监督学习是一种用于创建数据预测模型的机器学习技术。本文的重点是寻找具有不同训练数据大小、不同属性数量和用于预测的时间的高性能监督学习算法。本研究评估了七种算法,Boosting, Random Forest, Bagging,朴素贝叶斯,k -近邻(K-NN),决策树和支持向量机(SVM),这些算法是来自加州大学欧文分校(UCI)的七个数据集的标准基准,具有两个评估指标和各种训练数据大小和缺失关键属性的实验设置。我们的研究结果表明,Bagging、Random Forest和SVM是总体上最准确的三种算法。然而,当关注关键属性值的存在时,推荐使用K-NN,因为它对性能的影响最小。或者,当训练数据的大小可能不够大时,朴素贝叶斯是更可取的,因为它是对训练数据大小最不敏感的算法。基于预测性能和计算时间,用二维图对算法进行表征。这张图表旨在指导新手用户根据自己的需求选择合适的方法。根据这张图表,总的来说,Bagging和Random Forest是两种最推荐的算法,因为它们的性能和速度都很高。
本文章由计算机程序翻译,如有差异,请以英文原文为准。
查看原文
分享 分享
微信好友 朋友圈 QQ好友 复制链接
本刊更多论文
Performance evaluation of supervised learning algorithms with various training data sizes and missing attributes
Supervised learning is a machine learning technique used for creating a data prediction model. This article focuses on finding high performance supervised learning algorithms with varied training data sizes, varied number of attributes, and time spent on prediction. This studied evaluated seven algorithms, Boosting, Random Forest, Bagging, Naive Bayes, K-Nearest Neighbours (K-NN), Decision Tree, and Support Vector Machine (SVM), on seven data sets that are the standard benchmark from University of California, Irvine (UCI) with two evaluation metrics and experimental settings of various training data sizes and missing key attributes. Our findings reveal that Bagging, Random Forest, and SVM are overall the three most accurate algorithms. However, when presence of key attribute values is of concern, K-NN is recommended as its performance is affected the least. Alternatively, when training data sizes may be not large enough, Naive Bayes is preferable since it is the most insensitive algorithm to training data sizes. The algorithms are characterized on a two-dimension chart based on prediction performance and computation time.

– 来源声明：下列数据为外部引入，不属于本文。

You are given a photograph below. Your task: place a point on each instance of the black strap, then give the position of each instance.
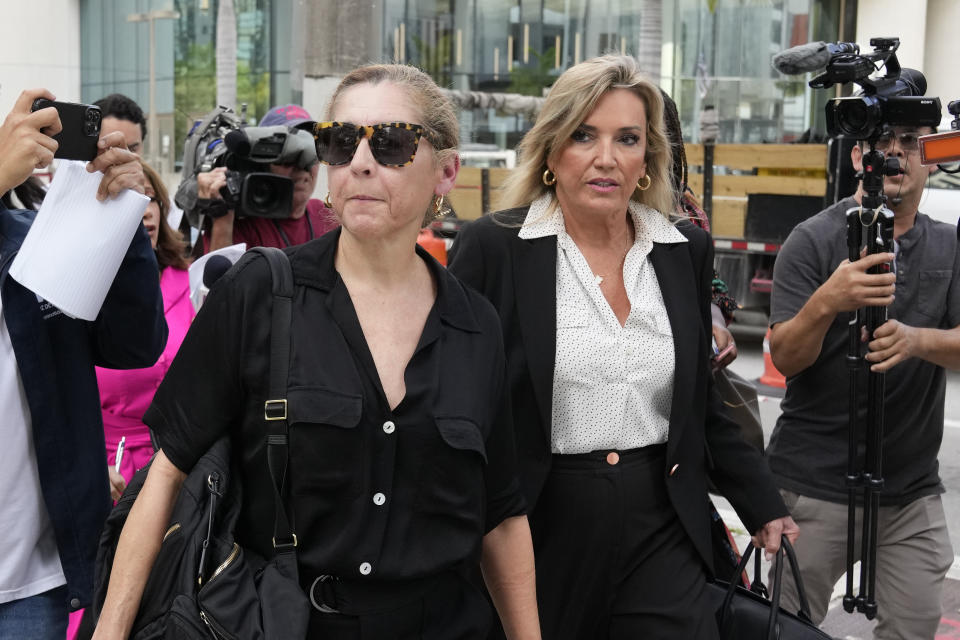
(786, 549)
(275, 407)
(283, 234)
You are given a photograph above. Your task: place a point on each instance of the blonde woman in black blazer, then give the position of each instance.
(604, 303)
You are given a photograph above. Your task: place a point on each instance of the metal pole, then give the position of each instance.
(152, 117)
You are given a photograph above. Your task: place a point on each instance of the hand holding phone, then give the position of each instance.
(21, 150)
(81, 128)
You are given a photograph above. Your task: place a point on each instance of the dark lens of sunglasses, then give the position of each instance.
(393, 146)
(335, 145)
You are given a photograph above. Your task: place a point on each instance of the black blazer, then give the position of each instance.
(519, 278)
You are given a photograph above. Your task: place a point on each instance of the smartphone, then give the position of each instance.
(81, 129)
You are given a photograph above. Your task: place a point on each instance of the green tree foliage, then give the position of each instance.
(195, 88)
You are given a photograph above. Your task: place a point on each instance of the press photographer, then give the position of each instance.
(817, 290)
(253, 184)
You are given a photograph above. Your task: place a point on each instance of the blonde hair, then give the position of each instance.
(570, 101)
(437, 114)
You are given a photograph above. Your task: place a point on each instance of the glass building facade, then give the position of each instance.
(115, 58)
(703, 52)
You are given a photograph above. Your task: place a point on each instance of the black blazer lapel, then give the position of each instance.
(535, 279)
(675, 273)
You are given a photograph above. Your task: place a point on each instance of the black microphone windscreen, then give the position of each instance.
(812, 56)
(237, 142)
(214, 269)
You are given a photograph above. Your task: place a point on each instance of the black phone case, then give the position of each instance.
(78, 139)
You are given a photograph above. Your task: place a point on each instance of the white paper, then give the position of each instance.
(73, 250)
(174, 216)
(198, 291)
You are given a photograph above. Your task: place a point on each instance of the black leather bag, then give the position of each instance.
(747, 614)
(204, 584)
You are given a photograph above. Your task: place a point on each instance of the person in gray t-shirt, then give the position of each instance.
(815, 291)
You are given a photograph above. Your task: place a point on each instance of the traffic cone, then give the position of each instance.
(435, 246)
(772, 380)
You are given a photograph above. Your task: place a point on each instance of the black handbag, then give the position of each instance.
(747, 614)
(203, 584)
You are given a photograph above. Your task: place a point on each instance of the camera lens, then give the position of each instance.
(262, 194)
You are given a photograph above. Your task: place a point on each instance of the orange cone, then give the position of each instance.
(435, 246)
(771, 377)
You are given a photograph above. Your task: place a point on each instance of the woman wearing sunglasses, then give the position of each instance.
(401, 447)
(604, 303)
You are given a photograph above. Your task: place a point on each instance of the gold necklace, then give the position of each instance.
(599, 279)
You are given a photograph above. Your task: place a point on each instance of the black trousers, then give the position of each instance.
(613, 560)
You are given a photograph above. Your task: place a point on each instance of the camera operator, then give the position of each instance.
(122, 114)
(309, 218)
(815, 290)
(52, 472)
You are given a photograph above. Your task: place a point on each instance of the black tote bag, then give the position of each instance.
(746, 614)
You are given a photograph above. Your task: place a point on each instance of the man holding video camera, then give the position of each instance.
(56, 495)
(306, 218)
(816, 289)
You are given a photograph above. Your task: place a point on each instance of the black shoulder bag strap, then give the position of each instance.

This chart is expected to guide a novice user to choose an appropriate method for his/her demand. Based on this chart, in general, Bagging and Random Forest are the two most recommended algorithms because of their high performance and speed.
求助全文
通过发布文献求助,成功后即可免费获取论文全文。 去求助
来源期刊
Engineering and Applied Science Research
Engineering and Applied Science Research Engineering-Engineering (all)
CiteScore
2.10
自引率
0.00%
发文量
2
审稿时长
11 weeks
期刊介绍: Publication of the journal started in 1974. Its original name was “KKU Engineering Journal”. English and Thai manuscripts were accepted. The journal was originally aimed at publishing research that was conducted and implemented in the northeast of Thailand. It is regarded a national journal and has been indexed in the Thai-journal Citation Index (TCI) database since 2004. The journal now accepts only English language manuscripts and became open-access in 2015 to attract more international readers. It was renamed Engineering and Applied Science Research in 2017. The editorial team agreed to publish more international papers, therefore, the new journal title is more appropriate. The journal focuses on research in the field of engineering that not only presents highly original ideas and advanced technology, but also are practical applications of appropriate technology.
期刊最新文献
Logistic model for adherence to ministry of health protocols and guidelines by public transport vehicles in Kenya during covid-19 pandemic Disclosing fast moving consumer goods demand forecasting predictor using multi linear regression Evaluation of ground-based, daily, gridded precipitation products for Upper Benue River basin, Nigeria Corrosion behavior of ca6nm in simulated geothermal brine highlighted by electrochemical impedance spectroscopy (Eis) Exploring determinants of travel-mode choice during the covid-19 pandemic outbreak: A case study of Islamabad, Pakistan
×
引用
GB/T 7714-2015
复制
MLA
复制
APA
复制
导出至
BibTeX EndNote RefMan NoteFirst NoteExpress
×
×
提示
您的信息不完整,为了账户安全,请先补充。
现在去补充
×
提示
您因"违规操作"
具体请查看互助需知
我知道了
×
提示
现在去查看 取消
×
提示
确定
0
微信
客服QQ
Book学术公众号 扫码关注我们
反馈
×
意见反馈
请填写您的意见或建议
请填写您的手机或邮箱
已复制链接
已复制链接
快去分享给好友吧!
我知道了
×
扫码分享
扫码分享
Book学术官方微信
Book学术文献互助
Book学术文献互助群
群 号:481959085
Book学术
文献互助 智能选刊 最新文献 互助须知 联系我们:info@booksci.cn
Book学术提供免费学术资源搜索服务,方便国内外学者检索中英文文献。致力于提供最便捷和优质的服务体验。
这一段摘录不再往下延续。